Sonuçta, her birimizin bir şekilde bakıma, tanınmaya, sevdiklerimizin yakınlığına ve tutkuya ihtiyacı var, tüm bu bileşenler sağlıklı, istikrarlı ve mutlu bir ilişkinin temelidir. Çünkü insanlar kendilerine göre duyguların tezahürünü görmezlerse, duyguları da soğur.

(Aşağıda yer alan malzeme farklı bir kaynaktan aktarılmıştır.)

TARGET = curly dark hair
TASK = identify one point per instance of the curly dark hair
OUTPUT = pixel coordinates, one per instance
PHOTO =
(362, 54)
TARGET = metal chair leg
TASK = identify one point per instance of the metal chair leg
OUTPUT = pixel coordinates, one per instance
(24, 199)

Duygusal İfadenin Önemi Bir kişi bir şey istediğinde, hedeflerine ulaşmak için hemen birkaç stratejisi vardır. Ama istediğini aldığında ne olacak? Bu bir sorudur. Hayatımızda değerli ve sevgili bir şey göründüğünde, onunla ilgilenebilmemiz gerekir. Ama sorun şu. Bu dünyadaki herkes nasıl güçlü bağlar kuracağını ve özen göstereceğini bilmiyor ve aynı zamanda eşini sınırlandırmıyor, yani ona kişisel büyüme ve gelişme için alan bırakmıyor.

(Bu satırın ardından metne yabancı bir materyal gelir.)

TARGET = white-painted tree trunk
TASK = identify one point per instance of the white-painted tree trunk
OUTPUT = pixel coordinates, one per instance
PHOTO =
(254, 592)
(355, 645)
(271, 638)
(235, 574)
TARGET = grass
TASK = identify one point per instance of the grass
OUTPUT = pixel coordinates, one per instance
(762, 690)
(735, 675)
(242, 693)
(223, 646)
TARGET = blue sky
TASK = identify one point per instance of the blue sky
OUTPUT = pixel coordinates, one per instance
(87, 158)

Hepimizin kusurlu olduğu ve insan ilişkileri hakkında her şeyi bilemeyeceğimiz açıktır, ancak aşk ve romantizm söz konusu olduğunda burada önemli olan bir şey vardır: Takdir edilecek olanı verebilmelisin, istediğini verebilmelisin. Değer görmek istiyorsan, kendine ve çevrendekilere saygı duymaya başla. Sevdiklerinden tanınma istiyorsan, önce onların değerlerini kendin tanı. Sevilmek istiyorsan, eşine veya akrabalarına karşı da duygularını göster. Bu durumun zorluğu, birçoğunun kendilerini iyi tanımadığı gerçeğinde yatmaktadır. Onlar hala (duygusal olarak) olgunlaşmamış insanlardır ve duygularını gerektiği gibi yönetemezler, kendi değerleri ve ihtiyaçları onlar için hala belirsizdir ve bu nedenle genellikle eksikliklerini başkalarına yansıtırlar. Şimdi de bir insanın kesinlikle hak ettiğin sevgisini sana nasıl göstermesi gerektiğini ve ilişkilerini güçlü, istikrarlı ve mutlu kılmak için çiftlerin ne yapması gerektiğini anlayalım.

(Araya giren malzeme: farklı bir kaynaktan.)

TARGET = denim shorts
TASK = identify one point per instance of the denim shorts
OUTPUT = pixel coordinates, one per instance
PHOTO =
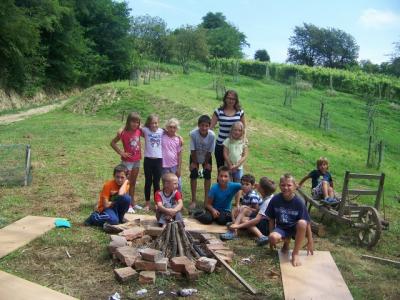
(131, 164)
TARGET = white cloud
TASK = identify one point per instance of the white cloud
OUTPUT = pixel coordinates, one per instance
(373, 18)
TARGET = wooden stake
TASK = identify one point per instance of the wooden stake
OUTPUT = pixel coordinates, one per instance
(236, 275)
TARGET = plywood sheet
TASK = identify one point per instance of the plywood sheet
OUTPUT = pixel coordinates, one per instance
(22, 232)
(16, 288)
(190, 224)
(317, 278)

Partnerimiz ya da ruh eşimiz, arkadaşımız ve sevgilimiz olmasının yanı sıra hem hayranlık hem de en önemlisi saygı konusu olmalıdır. O da bize karşı aynı duyguları göstermelidir. Partnerimize hayranlık duyarız, çünkü bu insanlar hayatımızı zenginleştirebilir, daha parlak ve daha dolgun hale getirebilir. Seni gerçekten seven biri bunu en basit şekilde bile her gün göstermelidir. Bahane olmamalı, bu kesinlikle doğal bir süreçtir. Ve aslında hayatımızı onlardan inşa eden bu basit şeylere dikkat etmeli ve onları takdir etmeliyiz. Aynı zamanda, sadece “orada olmak” değil, varlığını hassasiyet ve özenle, uygun kelimeler, delici bakışlar vb. ile tamamlamak önemlidir. Hiç de zor değil. Sevdiklerine sevgilerini gösterirlerse kimse bir şey kaybetmez. Aksine, verdiğimiz tüm sevgi kalbimizi daha da büyütür, bizi duygu ve hislerle doldurur, zengin iç dünyamızla daha bütünsel bir insan oluruz. Bu yüzden bu önerileri uygulamaya çalışmakta fayda var!